APL (12 for 0/1, 27 for yes/no)

≠/A=2*0,ιA←⍞ 

or, if we must output text:

3↑(3x≠/A=2*0,ιA←⍞)↓'YESNO '

Read in A. Form a vector 0..A, then a vector 2⁰..2^A (yes, that's way more than necessary), then a vector comparing A with each of those (resulting in a vector of 0's and at most one 1), then xor that (there's no xor operator in APL, but ≠ applied to booleans will act as one.) We now have 0 or 1.

To get YES or NO: multiply the 0 or 1 by 3, drop this number of characters from 'YESNO ', then take the first 3 characters of this.

C, 65 bytes

main(k){scanf("%i",&k);while(k&&!(k%2))k/=2;puts(k==1?"T":"F");}

C, 48

main(x){scanf("%i",&x);puts(x&~(x*~0)?"F":"T");}

Ruby — 17 characters (fourth try)

p /.1/!~'%b'%gets

My current best is a fusion of @steenslag's answer with my own. Below are my previous attempts.

Ruby — 19 characters (third try)

p /10*1/!~'%b'%gets

Ruby — 22 characters (second try)

p !('%b'%gets)[/10*1/]

Ruby — 24 characters (first try)

p !!('%b'%gets=~/^10*$/)

C# (56 characters)

 Math.Log(Int32.Parse(Console.ReadLine()),2)%1==0?"Y":"N"

PHP, 86 chars

function P($a,$c){if($c==$a)return 1;if($c>$a)return 0;return P($a,$c*2);}echo P(x,2);

Replace x with the number you want to test.

PHP (58)

<?php $a=fgets(STDIN);while($a%2==0)$a/=2;echo $a==1?1:0;

Simple divide-by-2 loop and remainder check.

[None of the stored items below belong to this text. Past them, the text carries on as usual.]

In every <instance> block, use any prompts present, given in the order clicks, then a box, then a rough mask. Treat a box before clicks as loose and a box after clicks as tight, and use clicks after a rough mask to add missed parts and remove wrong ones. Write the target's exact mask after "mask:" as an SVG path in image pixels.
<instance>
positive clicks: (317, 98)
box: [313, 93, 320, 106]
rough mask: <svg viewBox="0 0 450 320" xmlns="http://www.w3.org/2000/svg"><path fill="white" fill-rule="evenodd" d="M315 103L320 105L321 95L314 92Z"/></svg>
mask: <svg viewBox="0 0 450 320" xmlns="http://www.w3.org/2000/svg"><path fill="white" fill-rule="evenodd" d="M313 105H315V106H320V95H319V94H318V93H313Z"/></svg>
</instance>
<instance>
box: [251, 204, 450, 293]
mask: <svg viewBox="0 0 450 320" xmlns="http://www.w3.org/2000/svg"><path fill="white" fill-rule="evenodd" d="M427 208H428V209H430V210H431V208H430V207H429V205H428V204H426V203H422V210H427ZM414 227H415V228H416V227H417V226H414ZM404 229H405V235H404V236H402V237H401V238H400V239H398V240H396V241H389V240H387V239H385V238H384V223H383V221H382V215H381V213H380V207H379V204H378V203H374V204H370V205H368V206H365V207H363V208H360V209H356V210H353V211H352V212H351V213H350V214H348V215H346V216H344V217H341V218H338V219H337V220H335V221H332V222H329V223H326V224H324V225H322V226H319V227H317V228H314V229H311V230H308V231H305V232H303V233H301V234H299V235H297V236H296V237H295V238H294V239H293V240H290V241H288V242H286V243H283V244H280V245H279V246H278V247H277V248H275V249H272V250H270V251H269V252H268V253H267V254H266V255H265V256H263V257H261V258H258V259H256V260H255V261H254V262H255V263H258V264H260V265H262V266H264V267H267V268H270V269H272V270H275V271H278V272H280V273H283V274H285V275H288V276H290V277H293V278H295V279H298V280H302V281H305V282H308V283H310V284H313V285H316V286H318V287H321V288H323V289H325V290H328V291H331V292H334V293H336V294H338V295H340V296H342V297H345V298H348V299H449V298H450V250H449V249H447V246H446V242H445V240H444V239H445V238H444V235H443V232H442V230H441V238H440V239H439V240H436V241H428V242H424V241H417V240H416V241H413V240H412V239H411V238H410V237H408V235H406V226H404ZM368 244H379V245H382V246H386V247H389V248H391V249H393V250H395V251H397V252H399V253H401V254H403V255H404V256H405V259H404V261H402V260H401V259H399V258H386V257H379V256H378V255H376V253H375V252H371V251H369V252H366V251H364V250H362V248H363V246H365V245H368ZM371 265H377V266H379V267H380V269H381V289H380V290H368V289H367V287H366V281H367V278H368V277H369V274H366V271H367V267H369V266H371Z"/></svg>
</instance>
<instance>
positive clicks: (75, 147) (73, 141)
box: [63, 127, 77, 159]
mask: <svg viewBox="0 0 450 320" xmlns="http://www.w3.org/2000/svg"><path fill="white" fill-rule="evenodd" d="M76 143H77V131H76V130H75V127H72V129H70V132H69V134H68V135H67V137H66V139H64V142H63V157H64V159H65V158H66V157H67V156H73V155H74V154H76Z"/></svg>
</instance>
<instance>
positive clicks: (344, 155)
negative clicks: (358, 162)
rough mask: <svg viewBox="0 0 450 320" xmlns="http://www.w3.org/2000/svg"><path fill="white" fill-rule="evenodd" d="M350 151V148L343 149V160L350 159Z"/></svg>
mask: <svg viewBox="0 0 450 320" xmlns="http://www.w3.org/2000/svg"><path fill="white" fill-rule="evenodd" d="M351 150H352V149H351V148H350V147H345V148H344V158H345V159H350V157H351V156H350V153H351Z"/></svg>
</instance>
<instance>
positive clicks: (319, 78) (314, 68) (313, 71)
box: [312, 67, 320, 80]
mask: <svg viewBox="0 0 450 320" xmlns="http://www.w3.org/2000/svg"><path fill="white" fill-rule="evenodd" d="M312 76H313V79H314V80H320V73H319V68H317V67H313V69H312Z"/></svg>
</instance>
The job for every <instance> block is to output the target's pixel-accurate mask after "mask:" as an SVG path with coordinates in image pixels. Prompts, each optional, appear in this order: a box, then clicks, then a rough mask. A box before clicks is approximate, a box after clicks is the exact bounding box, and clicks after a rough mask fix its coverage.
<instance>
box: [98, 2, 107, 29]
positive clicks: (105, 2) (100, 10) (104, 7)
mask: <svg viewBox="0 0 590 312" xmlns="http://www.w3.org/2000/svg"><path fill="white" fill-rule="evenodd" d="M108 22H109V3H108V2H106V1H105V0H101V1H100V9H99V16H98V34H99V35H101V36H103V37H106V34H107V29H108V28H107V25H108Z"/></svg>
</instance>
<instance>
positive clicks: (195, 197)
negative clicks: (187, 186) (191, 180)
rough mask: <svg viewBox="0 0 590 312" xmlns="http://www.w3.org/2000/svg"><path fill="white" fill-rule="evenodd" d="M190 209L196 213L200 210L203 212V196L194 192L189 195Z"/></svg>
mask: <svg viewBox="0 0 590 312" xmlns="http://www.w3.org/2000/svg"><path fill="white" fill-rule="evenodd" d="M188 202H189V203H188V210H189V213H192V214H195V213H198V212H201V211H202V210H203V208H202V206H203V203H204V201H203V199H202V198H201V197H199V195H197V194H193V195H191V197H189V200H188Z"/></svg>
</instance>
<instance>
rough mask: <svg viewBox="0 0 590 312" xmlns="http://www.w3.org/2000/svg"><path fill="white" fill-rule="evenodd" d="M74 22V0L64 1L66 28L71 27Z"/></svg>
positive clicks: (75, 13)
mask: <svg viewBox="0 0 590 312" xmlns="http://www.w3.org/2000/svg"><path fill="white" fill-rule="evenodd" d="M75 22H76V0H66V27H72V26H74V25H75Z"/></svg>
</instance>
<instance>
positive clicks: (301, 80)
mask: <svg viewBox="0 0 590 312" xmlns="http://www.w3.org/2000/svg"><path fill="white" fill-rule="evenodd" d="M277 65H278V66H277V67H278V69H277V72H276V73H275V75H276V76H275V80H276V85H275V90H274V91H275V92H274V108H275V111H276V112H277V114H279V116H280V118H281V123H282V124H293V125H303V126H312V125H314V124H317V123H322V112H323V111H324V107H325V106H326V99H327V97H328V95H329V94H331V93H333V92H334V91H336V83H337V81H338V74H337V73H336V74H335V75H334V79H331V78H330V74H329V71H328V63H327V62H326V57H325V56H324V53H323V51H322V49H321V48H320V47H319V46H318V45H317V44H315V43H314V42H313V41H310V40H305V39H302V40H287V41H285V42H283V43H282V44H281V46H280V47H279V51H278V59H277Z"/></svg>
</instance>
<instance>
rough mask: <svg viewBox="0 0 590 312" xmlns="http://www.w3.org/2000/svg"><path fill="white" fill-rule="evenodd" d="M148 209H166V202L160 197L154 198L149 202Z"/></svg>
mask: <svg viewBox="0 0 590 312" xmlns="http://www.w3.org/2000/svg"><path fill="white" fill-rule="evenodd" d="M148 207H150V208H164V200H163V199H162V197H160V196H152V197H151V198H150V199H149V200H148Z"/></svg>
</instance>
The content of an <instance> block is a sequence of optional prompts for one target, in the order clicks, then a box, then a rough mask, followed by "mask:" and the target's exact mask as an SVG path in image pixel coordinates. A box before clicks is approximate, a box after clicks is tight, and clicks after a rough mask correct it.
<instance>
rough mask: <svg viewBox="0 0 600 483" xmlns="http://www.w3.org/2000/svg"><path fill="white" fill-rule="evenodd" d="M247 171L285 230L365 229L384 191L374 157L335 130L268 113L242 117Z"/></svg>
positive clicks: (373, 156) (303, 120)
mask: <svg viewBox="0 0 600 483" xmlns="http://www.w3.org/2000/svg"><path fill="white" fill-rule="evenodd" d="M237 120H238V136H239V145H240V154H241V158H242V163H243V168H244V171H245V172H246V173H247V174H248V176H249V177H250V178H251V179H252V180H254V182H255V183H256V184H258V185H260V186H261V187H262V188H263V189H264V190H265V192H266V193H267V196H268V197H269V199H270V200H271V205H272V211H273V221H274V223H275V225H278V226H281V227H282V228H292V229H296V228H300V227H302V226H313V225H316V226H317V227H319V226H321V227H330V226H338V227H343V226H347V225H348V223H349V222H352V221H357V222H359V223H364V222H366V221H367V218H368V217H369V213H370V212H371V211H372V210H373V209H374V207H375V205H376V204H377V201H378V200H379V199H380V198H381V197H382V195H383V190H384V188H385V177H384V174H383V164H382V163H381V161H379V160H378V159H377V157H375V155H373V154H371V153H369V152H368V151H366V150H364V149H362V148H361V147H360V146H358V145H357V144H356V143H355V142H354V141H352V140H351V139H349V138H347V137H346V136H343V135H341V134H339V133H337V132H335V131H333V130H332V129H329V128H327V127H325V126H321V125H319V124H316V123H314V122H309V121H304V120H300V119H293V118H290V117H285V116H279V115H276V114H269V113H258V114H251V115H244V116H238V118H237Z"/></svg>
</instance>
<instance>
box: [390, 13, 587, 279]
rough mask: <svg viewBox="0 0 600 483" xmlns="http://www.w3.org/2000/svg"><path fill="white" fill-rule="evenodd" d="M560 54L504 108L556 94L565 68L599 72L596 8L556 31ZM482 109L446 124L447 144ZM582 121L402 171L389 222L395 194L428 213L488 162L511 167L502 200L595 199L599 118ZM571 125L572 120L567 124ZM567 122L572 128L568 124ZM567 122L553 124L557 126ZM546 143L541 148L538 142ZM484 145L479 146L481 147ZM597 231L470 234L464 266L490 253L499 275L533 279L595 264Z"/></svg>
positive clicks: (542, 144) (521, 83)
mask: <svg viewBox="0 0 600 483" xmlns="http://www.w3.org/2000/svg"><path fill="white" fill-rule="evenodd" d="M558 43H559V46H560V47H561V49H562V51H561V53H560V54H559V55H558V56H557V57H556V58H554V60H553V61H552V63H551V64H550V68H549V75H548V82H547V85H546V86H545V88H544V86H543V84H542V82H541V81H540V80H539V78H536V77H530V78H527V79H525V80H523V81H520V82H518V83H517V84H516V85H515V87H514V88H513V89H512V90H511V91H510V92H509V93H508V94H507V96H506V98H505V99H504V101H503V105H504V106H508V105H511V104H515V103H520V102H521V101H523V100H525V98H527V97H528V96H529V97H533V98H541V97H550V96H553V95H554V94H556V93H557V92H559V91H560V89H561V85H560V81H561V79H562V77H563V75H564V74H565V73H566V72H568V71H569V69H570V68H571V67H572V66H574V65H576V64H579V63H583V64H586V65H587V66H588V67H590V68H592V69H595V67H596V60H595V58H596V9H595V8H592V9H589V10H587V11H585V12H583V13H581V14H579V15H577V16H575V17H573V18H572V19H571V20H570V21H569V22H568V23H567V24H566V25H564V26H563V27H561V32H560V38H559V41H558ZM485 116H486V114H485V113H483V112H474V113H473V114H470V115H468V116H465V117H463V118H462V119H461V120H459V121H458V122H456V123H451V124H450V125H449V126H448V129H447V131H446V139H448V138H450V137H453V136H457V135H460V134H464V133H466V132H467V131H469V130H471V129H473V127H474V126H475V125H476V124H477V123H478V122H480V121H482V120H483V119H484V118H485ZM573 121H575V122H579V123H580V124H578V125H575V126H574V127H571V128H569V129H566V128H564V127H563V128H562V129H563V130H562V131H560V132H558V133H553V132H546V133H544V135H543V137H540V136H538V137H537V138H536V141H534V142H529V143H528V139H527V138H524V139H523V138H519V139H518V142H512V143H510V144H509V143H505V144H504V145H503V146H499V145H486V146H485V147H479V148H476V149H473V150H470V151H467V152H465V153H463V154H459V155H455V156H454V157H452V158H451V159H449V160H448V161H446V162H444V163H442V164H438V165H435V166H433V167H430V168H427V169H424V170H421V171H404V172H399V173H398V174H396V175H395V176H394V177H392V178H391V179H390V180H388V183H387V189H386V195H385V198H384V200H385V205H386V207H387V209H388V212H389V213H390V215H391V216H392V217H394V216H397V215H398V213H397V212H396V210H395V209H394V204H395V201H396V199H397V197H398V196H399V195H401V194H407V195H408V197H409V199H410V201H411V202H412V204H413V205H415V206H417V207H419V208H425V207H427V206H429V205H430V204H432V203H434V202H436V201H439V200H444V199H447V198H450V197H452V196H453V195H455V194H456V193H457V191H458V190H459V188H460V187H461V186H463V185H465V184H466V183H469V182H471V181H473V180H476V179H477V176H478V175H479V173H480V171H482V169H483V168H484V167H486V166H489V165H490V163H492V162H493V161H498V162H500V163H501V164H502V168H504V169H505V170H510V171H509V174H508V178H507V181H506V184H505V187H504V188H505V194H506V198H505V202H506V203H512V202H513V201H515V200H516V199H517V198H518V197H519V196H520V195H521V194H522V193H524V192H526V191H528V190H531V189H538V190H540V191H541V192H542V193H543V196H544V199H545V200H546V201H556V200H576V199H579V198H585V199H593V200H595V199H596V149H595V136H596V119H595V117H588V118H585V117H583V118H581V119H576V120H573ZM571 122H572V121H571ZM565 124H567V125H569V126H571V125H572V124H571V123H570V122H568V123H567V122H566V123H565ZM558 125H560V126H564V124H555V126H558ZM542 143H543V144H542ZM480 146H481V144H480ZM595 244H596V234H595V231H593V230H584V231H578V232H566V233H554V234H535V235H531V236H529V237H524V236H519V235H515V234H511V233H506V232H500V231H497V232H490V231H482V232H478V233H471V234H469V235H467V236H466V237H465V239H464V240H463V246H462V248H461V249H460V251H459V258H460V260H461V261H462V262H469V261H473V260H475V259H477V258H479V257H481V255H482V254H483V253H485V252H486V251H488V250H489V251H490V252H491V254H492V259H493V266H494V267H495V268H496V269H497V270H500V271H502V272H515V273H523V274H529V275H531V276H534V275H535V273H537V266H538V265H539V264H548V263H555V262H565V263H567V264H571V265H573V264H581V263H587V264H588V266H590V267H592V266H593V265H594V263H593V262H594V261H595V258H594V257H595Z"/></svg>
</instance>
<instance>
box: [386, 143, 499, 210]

ActionScript 3 (63 characters*)

var r = Math.log(prompt())/Math.log(2);
return ( (r > 0) && (int(r) == r) );

* I'm going to ignore the fact that AS3 doesn't have a built-in prompt() method, (and hope AS3's lack of implementation doesn't get counted against me).

Extra white-space left in for readability and clarity, but not counted, since they can be removed before execution.

GTB, 17

With 1/0

`Ar?A>1:A/2→A~A=1

With YES/NO (31)

`Ar?A>1:A/2→A@A=1$~"YES"#~"NO"&